As with the tenancy in common, the joint tenancy is created in two or more grantees. The following example demonstrates how a joint tenancy is created by deed:
Example: A, owner of Lot 10 of Thompson Subdivision, conveys to B and C, as joint tenants. Notice the words used after C. The words “as joint tenants” must be used in the body of the deed to effectively create the estate of joint tenancy.
As with the tenancy in common, all joint tenants have the right to occupy and use the premises on equal footing with the other tenants. Unlike the tenancy in common, joint tenants are not free to apportion their ownership interests. In other words, you can’t have Bill Smith owning a 75% interest and Bob Jones owning a 25% interest when the holding is in joint tenancy. The reason is that the joint tenancy is considered “a whole.” Each tenant is an equal part of the whole. Thus, to apportion ownership interests would fly in the face of the purpose of a joint tenancy.
Conveyance by co-tenant.
When property is held in joint tenancy, a conveyance by one joint tenant will act to sever the joint tenancy.
Example: Let’s say that Bill Smith and Bob Jones hold title as joint tenants. Subsequently, Bill Smith decides to convey his interest to Pam Thomas.
How does this conveyance affect the joint tenancy?
This conveyance severs the joint tenancy and renders a “tenancy in common” between Bob Jones and Pam Thomas. It’s a bit tricky, but something a homeowner should be aware of. The joint tenancy can be severed by the conveyance out from an existing joint tenant.
Death of co-tenant.
The unique characteristic of a joint tenancy is the survivorship element. Let me demonstrate this using the following scenario.

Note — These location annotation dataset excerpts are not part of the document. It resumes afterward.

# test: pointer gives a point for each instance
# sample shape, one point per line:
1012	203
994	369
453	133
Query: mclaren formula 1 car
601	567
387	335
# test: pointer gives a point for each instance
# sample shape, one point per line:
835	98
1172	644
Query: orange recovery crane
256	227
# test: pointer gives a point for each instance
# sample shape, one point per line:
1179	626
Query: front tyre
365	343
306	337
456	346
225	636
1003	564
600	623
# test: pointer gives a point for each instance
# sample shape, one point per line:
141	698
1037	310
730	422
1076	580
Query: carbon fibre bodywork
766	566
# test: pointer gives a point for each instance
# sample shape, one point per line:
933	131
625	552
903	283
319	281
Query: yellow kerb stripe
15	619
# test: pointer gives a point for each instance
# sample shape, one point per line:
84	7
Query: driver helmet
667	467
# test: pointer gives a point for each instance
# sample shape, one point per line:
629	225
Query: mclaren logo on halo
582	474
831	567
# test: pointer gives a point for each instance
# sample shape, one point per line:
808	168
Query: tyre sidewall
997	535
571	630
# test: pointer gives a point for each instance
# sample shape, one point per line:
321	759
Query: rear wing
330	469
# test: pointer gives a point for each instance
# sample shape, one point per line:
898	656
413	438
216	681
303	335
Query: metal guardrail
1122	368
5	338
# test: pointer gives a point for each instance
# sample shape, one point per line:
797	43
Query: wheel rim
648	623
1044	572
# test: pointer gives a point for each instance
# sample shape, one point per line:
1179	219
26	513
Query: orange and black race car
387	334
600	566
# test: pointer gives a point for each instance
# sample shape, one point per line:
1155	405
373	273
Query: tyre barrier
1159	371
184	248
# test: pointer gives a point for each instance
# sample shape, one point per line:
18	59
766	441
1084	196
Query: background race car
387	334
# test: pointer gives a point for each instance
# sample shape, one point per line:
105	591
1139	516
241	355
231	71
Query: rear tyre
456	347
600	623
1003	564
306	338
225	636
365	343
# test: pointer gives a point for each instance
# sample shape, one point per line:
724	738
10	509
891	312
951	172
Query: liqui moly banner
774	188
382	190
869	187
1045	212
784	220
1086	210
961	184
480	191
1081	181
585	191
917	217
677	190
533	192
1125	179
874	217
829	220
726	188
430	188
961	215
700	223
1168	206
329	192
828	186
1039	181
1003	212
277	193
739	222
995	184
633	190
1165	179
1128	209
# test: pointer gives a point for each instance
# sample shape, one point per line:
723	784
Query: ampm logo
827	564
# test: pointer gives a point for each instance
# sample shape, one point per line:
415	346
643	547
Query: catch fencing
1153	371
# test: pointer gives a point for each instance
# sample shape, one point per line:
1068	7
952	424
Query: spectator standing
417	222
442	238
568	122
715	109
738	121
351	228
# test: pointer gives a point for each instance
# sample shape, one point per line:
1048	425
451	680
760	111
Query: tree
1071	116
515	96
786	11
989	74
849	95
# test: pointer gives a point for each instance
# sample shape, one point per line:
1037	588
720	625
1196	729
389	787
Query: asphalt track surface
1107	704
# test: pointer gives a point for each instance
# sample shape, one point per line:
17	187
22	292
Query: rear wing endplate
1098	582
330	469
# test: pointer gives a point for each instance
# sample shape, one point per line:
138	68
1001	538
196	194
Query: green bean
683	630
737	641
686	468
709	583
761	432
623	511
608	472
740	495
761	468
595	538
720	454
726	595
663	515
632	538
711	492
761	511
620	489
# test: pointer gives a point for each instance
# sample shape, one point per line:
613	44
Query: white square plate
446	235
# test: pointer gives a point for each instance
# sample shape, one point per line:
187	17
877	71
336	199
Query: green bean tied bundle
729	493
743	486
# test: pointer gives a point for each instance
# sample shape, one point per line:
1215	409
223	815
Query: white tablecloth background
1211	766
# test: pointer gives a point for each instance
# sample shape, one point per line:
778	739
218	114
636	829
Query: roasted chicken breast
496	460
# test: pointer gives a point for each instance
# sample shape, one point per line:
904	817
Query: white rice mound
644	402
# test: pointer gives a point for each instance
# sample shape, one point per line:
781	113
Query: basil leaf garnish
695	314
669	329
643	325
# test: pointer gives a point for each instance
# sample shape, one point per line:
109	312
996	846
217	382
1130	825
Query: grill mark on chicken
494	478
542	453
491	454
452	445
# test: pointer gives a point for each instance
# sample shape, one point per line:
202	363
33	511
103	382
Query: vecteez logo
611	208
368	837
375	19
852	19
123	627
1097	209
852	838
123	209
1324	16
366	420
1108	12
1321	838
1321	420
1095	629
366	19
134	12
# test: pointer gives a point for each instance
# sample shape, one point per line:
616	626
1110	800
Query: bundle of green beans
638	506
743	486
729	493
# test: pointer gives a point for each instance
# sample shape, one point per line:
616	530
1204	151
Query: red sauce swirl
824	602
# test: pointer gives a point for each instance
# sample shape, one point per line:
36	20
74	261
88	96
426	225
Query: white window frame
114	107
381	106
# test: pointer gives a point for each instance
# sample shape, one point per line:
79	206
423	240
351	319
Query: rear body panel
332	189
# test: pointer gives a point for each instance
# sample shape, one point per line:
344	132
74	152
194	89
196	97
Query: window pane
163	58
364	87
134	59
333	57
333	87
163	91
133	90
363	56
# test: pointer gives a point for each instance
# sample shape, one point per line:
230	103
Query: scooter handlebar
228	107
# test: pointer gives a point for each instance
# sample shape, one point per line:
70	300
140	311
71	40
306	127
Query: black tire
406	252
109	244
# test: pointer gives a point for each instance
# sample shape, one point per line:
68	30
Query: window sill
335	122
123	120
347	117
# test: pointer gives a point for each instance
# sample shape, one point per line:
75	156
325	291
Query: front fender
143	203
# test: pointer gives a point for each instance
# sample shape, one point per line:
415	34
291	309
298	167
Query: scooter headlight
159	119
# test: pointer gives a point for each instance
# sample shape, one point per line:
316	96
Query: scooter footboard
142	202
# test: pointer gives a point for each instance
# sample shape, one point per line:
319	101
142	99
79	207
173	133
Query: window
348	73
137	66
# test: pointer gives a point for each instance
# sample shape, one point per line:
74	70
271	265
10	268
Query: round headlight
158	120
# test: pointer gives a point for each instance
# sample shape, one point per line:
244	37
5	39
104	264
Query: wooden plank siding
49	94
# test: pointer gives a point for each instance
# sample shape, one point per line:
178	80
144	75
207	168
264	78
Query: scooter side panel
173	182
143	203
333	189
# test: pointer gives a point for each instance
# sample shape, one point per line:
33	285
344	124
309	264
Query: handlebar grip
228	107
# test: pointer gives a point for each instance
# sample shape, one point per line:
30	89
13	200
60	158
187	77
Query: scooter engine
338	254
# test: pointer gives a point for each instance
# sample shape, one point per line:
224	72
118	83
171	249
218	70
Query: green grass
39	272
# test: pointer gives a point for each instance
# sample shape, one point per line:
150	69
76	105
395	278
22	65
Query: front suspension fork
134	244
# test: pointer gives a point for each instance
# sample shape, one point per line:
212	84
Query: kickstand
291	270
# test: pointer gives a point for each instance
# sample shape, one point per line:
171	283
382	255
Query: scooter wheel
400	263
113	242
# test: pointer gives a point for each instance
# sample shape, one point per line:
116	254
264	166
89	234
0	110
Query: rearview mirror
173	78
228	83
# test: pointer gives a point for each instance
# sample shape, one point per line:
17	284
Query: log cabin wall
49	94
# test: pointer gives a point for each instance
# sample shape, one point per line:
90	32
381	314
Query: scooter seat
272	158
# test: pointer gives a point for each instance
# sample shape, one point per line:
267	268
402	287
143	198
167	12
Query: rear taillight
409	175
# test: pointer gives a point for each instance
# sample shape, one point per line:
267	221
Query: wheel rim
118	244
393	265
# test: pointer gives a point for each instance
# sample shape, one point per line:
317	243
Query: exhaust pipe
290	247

Title is held by Bill Smith and Bob Jones, as joint tenants.
Bill Smith subsequently dies. At this moment, full ownership of the property will be held by Bob Jones. Remember that Bill and Bob, as joint tenants, are considered owners of the whole. When Bill dies, Bob Jones continues on as the owner of the whole.
The joint tenancy allows the parties to avoid probate of a deceased joint tenant. Compare this result to that of the tenancy in common, in which an estate will be opened concerning a deceased. This is the main reason that most people desire the joint tenancy form of ownership.